Trump makes two striking promises. First, to rebuild America with American labor: “We will build new roads, and highways, and bridges, and airports, and tunnels, and railways all across our wonderful nation.”  But of course, the Republican Congress isn’t about to spend big money on infrastructure, so the Trump program is based upon tax breaks for private investors. The result surely will be a predator’s ball, a corporate feeding frenzy on the public trough.  

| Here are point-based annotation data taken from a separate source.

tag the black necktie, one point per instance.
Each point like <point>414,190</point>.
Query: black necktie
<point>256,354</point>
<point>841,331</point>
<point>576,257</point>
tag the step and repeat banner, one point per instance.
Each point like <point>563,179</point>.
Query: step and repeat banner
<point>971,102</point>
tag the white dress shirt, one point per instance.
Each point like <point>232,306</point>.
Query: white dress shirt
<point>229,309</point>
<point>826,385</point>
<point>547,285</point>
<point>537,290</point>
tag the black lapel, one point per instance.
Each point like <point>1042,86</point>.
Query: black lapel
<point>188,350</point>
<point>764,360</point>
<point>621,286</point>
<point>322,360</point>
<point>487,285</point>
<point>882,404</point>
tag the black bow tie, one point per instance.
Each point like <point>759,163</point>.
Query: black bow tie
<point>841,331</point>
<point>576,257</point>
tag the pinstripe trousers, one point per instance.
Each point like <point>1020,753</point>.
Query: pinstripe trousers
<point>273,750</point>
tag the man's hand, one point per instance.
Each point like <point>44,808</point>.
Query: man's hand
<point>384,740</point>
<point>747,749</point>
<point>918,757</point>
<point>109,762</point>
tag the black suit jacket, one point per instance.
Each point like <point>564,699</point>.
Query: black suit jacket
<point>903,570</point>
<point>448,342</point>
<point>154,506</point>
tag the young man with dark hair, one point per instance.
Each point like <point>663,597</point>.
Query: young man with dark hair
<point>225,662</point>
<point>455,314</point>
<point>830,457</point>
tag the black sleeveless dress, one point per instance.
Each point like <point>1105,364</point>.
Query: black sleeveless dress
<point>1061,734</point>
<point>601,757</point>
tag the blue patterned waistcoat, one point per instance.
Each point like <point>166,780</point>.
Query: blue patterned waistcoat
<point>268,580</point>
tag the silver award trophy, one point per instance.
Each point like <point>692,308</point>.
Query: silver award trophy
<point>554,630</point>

The second is a pledge to follow “two simple rules:  Buy America and Hire America.” But Trump hasn’t done that in his own businesses, and there is little to suggest that Republicans will enforce such limits on our globalized supply chains.  

The Con

America’s original populist movement grew up among small farmers and working people who were being skewered by the banks and the railroads. They argued that the people had to take over government to make it their instrument, not the instrument of the pirates. They sent lecturers across the Midwest to educate farmers and workers on how they were getting screwed, on an alternative monetary policy, on cooperatives and other means of gaining greater leverage, and on reforming our democracy to put more power into the hands of the people. A majoritarian people’s movement would take over government, clean it up, and use its powers to take on the private interests that had corrupted it.

Trump’s right wing populism makes government and politicians the enemy, nationalism the answer, and turns anger to the other – immigrants, Moslems, foreigners, China, reprobate allies, feckless internationalists. The con may work for a while, but by ignoring the power of the few, it will do little to solve the plight of the many.